Ideally, a partial water change should be done after your weekly/bi-weekly cleaning. It’s best to use treated or aged water, as tap water tends to have chlorine and other additives that are bad for fish Additionally, make sure the temperature of the replacement water is within the proper range.
- Testing the Water
You should test the water monthly for ammonia, nitrates, nitrites, pH levels and carbonate hardness. It’s a good idea to keep a record of these tests so you can track the changes in the state of the water.

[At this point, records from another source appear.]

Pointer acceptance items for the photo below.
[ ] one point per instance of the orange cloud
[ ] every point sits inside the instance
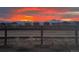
(45, 14)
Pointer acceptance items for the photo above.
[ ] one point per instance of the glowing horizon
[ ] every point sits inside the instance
(42, 14)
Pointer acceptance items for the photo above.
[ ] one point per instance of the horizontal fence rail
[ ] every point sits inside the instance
(39, 36)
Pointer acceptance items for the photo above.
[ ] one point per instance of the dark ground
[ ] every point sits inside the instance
(37, 50)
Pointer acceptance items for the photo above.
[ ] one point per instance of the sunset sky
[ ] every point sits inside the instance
(39, 13)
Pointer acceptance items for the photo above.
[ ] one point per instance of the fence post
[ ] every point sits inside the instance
(5, 40)
(76, 37)
(41, 36)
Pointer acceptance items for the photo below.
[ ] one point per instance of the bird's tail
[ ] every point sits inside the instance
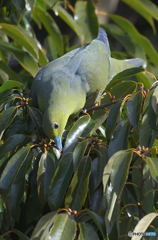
(121, 65)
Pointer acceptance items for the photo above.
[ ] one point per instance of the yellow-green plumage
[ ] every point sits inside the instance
(61, 87)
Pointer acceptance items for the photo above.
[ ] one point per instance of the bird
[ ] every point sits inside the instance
(60, 88)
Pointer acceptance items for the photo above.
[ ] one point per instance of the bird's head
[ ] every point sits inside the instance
(54, 126)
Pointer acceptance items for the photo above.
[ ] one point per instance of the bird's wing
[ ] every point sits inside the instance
(117, 66)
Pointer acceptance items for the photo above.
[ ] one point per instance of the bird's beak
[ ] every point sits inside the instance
(58, 142)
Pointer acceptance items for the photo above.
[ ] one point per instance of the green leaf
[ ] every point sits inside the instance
(36, 117)
(119, 164)
(136, 37)
(8, 85)
(143, 224)
(12, 75)
(78, 188)
(60, 181)
(123, 88)
(87, 232)
(124, 75)
(43, 226)
(147, 132)
(18, 233)
(97, 220)
(45, 173)
(6, 118)
(48, 22)
(26, 60)
(81, 128)
(145, 9)
(19, 35)
(79, 152)
(112, 119)
(64, 228)
(153, 166)
(86, 19)
(134, 108)
(13, 168)
(68, 19)
(11, 143)
(120, 138)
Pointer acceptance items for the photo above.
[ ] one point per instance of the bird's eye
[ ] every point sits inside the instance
(55, 125)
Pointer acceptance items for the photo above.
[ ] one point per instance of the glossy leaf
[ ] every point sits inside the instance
(81, 128)
(144, 8)
(12, 75)
(22, 57)
(43, 226)
(97, 220)
(148, 124)
(13, 168)
(120, 138)
(45, 173)
(134, 107)
(86, 19)
(143, 224)
(6, 118)
(119, 172)
(45, 18)
(153, 166)
(124, 75)
(8, 85)
(87, 232)
(78, 188)
(64, 228)
(66, 17)
(136, 37)
(123, 88)
(11, 143)
(79, 152)
(112, 119)
(21, 37)
(60, 181)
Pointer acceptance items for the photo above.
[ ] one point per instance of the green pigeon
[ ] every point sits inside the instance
(61, 87)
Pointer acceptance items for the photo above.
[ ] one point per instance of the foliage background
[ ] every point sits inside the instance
(104, 184)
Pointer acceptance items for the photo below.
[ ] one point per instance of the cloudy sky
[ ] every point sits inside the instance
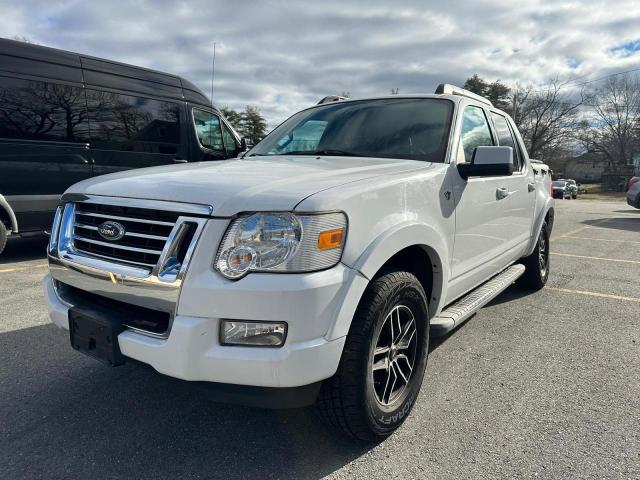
(284, 55)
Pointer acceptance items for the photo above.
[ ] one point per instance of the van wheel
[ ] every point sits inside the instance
(537, 264)
(383, 362)
(3, 236)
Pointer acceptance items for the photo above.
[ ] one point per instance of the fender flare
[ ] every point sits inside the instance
(12, 216)
(537, 225)
(404, 235)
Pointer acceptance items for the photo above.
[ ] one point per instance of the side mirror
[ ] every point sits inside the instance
(488, 162)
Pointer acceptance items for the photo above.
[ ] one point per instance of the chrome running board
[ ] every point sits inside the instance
(463, 308)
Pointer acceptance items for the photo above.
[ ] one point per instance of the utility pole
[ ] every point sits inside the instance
(213, 71)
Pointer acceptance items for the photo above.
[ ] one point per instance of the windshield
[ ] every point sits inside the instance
(409, 128)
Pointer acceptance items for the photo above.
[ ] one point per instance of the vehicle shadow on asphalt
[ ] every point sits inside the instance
(24, 250)
(66, 415)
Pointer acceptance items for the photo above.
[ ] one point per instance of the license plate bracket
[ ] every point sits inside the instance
(95, 334)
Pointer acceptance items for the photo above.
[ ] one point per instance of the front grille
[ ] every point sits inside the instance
(147, 232)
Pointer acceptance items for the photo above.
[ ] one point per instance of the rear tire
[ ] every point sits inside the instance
(537, 264)
(3, 237)
(380, 372)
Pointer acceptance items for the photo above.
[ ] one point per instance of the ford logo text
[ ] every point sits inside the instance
(111, 230)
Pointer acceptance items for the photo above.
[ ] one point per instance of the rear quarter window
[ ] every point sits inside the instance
(39, 110)
(130, 123)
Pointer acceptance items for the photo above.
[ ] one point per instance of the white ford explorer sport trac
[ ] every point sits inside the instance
(315, 268)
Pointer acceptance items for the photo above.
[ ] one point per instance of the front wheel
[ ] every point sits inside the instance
(383, 362)
(537, 264)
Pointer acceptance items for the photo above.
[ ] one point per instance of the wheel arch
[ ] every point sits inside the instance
(417, 248)
(547, 215)
(7, 216)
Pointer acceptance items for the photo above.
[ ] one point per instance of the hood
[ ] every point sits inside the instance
(240, 185)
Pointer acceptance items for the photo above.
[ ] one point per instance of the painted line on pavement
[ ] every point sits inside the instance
(597, 239)
(594, 294)
(18, 269)
(596, 258)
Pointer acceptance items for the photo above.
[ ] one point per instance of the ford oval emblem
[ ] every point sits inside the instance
(111, 230)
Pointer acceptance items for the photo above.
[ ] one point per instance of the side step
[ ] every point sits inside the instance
(459, 311)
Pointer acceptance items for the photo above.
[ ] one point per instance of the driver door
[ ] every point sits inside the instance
(482, 214)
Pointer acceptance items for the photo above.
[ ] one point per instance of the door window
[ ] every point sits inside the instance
(505, 138)
(475, 132)
(208, 130)
(133, 124)
(35, 110)
(230, 143)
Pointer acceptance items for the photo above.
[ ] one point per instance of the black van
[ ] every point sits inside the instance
(65, 117)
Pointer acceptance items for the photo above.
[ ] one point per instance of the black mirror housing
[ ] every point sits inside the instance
(488, 162)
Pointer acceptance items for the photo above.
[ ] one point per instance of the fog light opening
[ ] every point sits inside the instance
(253, 334)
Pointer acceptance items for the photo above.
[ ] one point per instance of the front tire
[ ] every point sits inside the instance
(537, 264)
(383, 362)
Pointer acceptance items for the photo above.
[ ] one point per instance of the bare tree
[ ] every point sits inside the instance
(547, 119)
(615, 126)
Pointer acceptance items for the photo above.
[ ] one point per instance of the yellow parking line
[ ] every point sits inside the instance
(594, 294)
(8, 270)
(598, 239)
(596, 258)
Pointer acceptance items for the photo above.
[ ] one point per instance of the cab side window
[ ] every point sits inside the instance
(208, 130)
(506, 139)
(475, 132)
(230, 143)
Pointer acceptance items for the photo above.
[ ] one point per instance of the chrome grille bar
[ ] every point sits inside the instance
(127, 234)
(115, 245)
(130, 219)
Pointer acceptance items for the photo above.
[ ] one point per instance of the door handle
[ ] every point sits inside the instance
(502, 192)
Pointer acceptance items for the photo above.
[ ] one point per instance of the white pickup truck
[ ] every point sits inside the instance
(315, 268)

Here are few key water testing points to remember:
- Healthy aquarium water should have the lowest possible nitrite level. Nitrites hinder the oxygen that enters the fish’s bloodstream, causing them to suffocate.
- Nitrites generally lead to ammonia spikes. So, if nitrites are present, make sure to test for ammonia as well.

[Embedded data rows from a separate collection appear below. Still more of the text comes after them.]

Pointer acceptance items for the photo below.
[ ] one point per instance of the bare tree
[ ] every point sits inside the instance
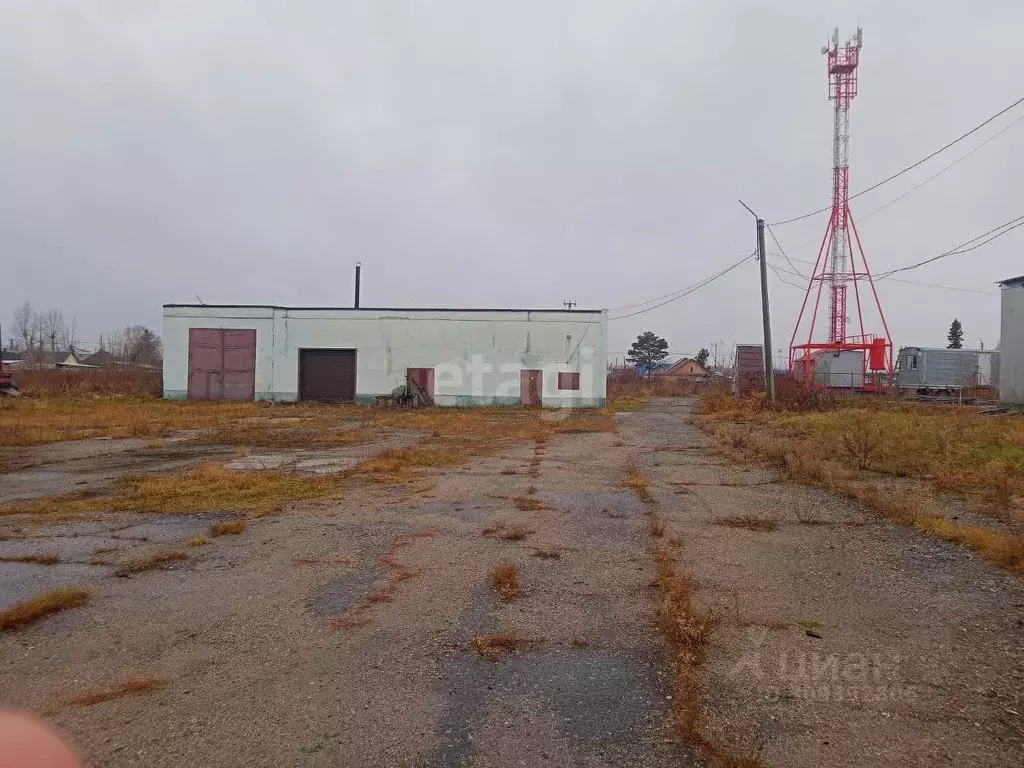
(52, 329)
(26, 326)
(136, 345)
(69, 335)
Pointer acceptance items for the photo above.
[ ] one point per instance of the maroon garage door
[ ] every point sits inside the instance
(221, 364)
(327, 375)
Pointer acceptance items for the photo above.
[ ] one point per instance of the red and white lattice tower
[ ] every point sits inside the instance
(837, 266)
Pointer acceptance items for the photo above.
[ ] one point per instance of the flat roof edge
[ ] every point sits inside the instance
(377, 308)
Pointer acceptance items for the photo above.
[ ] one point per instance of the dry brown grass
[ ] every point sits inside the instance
(496, 647)
(505, 580)
(639, 484)
(228, 527)
(206, 487)
(363, 614)
(751, 522)
(1003, 549)
(89, 382)
(687, 630)
(151, 562)
(38, 559)
(131, 686)
(41, 606)
(507, 531)
(945, 449)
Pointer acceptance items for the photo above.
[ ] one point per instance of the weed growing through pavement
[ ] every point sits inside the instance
(507, 531)
(636, 481)
(228, 527)
(751, 522)
(37, 559)
(505, 580)
(41, 606)
(496, 647)
(151, 562)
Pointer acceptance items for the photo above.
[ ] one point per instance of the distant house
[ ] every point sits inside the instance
(51, 358)
(10, 358)
(101, 358)
(686, 368)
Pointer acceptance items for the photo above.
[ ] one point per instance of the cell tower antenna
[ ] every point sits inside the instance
(839, 268)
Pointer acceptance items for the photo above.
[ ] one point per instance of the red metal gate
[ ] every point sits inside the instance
(221, 364)
(529, 387)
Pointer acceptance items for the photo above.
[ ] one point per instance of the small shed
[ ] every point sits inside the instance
(749, 371)
(941, 369)
(1012, 340)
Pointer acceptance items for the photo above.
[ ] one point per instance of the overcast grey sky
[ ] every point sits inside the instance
(472, 153)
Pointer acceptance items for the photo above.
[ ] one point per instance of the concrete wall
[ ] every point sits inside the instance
(476, 354)
(1012, 345)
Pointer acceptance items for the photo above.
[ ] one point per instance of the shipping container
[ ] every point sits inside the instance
(927, 370)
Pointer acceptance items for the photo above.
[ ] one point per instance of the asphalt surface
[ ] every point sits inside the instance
(337, 633)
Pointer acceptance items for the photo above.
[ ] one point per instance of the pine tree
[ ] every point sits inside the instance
(646, 350)
(955, 335)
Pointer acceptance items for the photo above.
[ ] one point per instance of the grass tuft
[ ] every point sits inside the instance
(496, 647)
(228, 527)
(41, 606)
(636, 481)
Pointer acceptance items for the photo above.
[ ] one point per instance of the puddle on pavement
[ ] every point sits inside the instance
(608, 705)
(76, 545)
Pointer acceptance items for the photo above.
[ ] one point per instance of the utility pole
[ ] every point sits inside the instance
(765, 314)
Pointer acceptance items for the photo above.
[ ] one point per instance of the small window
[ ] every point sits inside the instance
(568, 380)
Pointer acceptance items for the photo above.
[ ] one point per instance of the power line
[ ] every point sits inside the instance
(908, 282)
(656, 298)
(909, 167)
(686, 291)
(783, 280)
(784, 254)
(963, 248)
(941, 171)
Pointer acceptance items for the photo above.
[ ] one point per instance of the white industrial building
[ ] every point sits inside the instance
(1012, 341)
(550, 357)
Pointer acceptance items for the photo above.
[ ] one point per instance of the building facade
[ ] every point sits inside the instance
(1012, 340)
(460, 356)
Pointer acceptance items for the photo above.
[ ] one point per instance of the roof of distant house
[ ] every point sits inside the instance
(99, 357)
(680, 364)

- Nitrates should be below 10ppm in freshwater and 5ppm in saltwater.
- The pH should be between 6.5 and 7.5.
- If carbonate hardness dips beyond 45dH, your aquarium will crash, causing most (or all) of your fish to die.
There are also visual checks that you can do. If the tank water is cloudy, has changed colour or if the fish in it are acting strangely, something isn’t right. Test and replace the water as soon as you can. There are plenty of good aquarium shops online that can supply you with everything you need to clean the tank and test the water.
- Filter Maintenance
Ideally, your aquarium filter should be checked and serviced monthly. If your fish tank is more populated, filter maintenance should be undertaken more frequently.
A dirty filter will not be able to filter harmful toxins and debris. Leave it long enough and these contaminants will poison the water and damage the health of your fish.
You should replace your filter if you notice water not moving through the filter, rattling sounds, a dirty interior or cracks.
When rinsing the filter, make sure to use fresh water. Avoid using soap or bleach as this will kill the beneficial bacteria on the fitler. If you can, use water from the tank to clean your filters.
- Beware of Detergents
When cleaning your aquarium, you need to ensure that you are using products that won’t affect the quality of the water.
For example, detergents have adverse effects on the health of your fish. Detergents destroy mucus layers that protect fish from bacteria, kill fish eggs and affect aquatic organisms’ ability to breed.
The phosphates in detergents can also lead to more algae growth. Decomposing algae takes up the oxygen in the aquarium, thus, affecting the health of the fish.
Now that you know what to do, go on and take care of your beloved fish. Since mother nature is not there to take care of them, you need to take its place. We know that these little maintenance jobs might feel like a hassle. However, it will go a long way in keeping your aquarium looking good and your fish feeling healthy.